With an angry huff, Fleur Delacour turned on her heel and marched off, obviously having had enough of his charming presence. Or possibly deciding that he was a liar and therefore not worth her time.

Harry briefly weighed his crush on Cho, to this odd conversation with the french witch, and came to the conclusion that he still thought Cho was prettier, but something in Fleur's attitude appealed to him. Possibly the fact that she'd just thrown her hands up in the air and seemed to be screaming in silent rage at the stupidity of the male gender.

It made him smile.

XXX

Hermione glared at him as he stole Ron's sandwich whilst the redhead was distracted by the part-veela.

Harry responded with a roguish grin that Sirius had forced him – through letters – to practice in front of a mirror. It was apparently a Potter Tradition. Or a Marauder Tradition, Sirius hadn't been very clear on that, but Harry had been stuck at Privet Drive and had been bored out of his mind. So he'd practiced it anyways.

Oddly enough, Hermione didn't falter in the slightest, which meant that he either needed to practice more or that Hermione was actually immune to charm. Which made sense, considering that since she was a creature of logic and books, personal charm ought to play very little part in how she viewed the world...

Cough Gilderoy Lockhart Cough.

Admittedly, even Hermione had her faults, but that was more a case of her precious books lying to her, even if she _had_ at one point been heard commenting on the useless man's butt. It'd been a positive comment, Harry recalled, but he had thankfully suppressed the details.

XXX

Dumbledore caught the fourth piece of paper that was spewed out of the Goblet of Fire. "Harry Potter." He read, his eyes hardening as they darted towards the last Potter.

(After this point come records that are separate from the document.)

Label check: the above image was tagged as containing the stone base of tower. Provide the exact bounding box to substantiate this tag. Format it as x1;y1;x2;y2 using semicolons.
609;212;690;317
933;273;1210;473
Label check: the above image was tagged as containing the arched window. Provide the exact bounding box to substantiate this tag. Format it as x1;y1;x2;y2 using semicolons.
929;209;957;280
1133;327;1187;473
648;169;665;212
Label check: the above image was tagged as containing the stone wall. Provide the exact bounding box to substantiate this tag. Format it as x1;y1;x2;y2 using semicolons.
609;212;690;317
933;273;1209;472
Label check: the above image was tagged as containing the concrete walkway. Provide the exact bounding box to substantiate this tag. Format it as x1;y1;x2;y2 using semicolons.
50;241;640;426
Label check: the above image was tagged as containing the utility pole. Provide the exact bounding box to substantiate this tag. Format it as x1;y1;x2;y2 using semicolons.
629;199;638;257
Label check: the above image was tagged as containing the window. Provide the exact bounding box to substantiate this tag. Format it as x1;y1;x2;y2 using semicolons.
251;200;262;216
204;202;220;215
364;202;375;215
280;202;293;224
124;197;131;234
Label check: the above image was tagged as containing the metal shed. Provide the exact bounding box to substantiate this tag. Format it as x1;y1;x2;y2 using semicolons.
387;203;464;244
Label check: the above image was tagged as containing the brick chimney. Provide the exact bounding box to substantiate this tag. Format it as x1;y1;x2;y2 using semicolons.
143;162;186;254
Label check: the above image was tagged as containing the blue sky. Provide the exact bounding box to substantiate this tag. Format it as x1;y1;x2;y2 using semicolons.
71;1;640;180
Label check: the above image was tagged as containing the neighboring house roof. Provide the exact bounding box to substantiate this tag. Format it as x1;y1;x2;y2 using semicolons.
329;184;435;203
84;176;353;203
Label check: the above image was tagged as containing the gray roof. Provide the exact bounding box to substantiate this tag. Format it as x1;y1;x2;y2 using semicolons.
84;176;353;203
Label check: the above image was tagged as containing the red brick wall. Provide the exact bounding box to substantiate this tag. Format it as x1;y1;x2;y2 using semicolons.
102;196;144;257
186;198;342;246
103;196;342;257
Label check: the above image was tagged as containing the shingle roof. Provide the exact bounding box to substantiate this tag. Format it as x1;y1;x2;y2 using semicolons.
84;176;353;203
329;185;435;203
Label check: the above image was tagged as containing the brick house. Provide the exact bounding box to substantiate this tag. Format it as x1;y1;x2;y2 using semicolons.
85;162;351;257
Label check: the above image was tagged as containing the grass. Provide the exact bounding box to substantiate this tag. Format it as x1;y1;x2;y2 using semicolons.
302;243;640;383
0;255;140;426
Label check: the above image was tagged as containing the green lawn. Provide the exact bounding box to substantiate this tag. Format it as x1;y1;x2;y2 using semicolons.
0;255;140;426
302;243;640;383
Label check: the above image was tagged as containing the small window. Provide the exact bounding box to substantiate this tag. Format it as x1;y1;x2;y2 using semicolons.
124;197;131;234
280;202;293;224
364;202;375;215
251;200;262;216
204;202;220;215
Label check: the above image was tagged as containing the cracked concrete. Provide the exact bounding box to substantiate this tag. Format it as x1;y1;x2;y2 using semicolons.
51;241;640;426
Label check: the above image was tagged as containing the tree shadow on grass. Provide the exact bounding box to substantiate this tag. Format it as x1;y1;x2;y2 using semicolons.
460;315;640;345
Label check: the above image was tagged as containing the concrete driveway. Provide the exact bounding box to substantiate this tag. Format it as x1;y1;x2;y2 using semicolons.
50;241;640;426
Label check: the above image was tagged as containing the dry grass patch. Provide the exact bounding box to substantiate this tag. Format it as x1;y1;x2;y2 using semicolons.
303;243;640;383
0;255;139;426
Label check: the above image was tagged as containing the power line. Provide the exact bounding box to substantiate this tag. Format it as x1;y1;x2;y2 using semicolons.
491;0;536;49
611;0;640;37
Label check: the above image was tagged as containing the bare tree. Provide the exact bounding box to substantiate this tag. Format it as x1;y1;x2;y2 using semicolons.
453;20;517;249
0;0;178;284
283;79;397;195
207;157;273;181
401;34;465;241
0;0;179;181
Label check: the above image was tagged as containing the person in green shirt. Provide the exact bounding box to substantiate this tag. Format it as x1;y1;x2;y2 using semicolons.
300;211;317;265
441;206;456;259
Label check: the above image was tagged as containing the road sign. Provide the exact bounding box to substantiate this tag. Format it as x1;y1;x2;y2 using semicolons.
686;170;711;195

Harry decided then and there that he needed a lawyer. It wasn't that he really wanted to sue someone, or that he thought himself rich enough to keep one around just for kicks, but rather it was the fact that it seemed that his obvious horror at being chosen wasn't registered over the anger of all of Hogwarts.

Ron was staring with eyes that spoke of a resurfacing jealousy, the Hufflepuff were staring in rage at again having the limelight stolen from them, the Slytherin looked generally disgusted at how he hadn't managed to get himself killed yet – which was really their default expression – and Albus bloody Dumbledore seemed utterly convinced that he'd done all this just to cause trouble.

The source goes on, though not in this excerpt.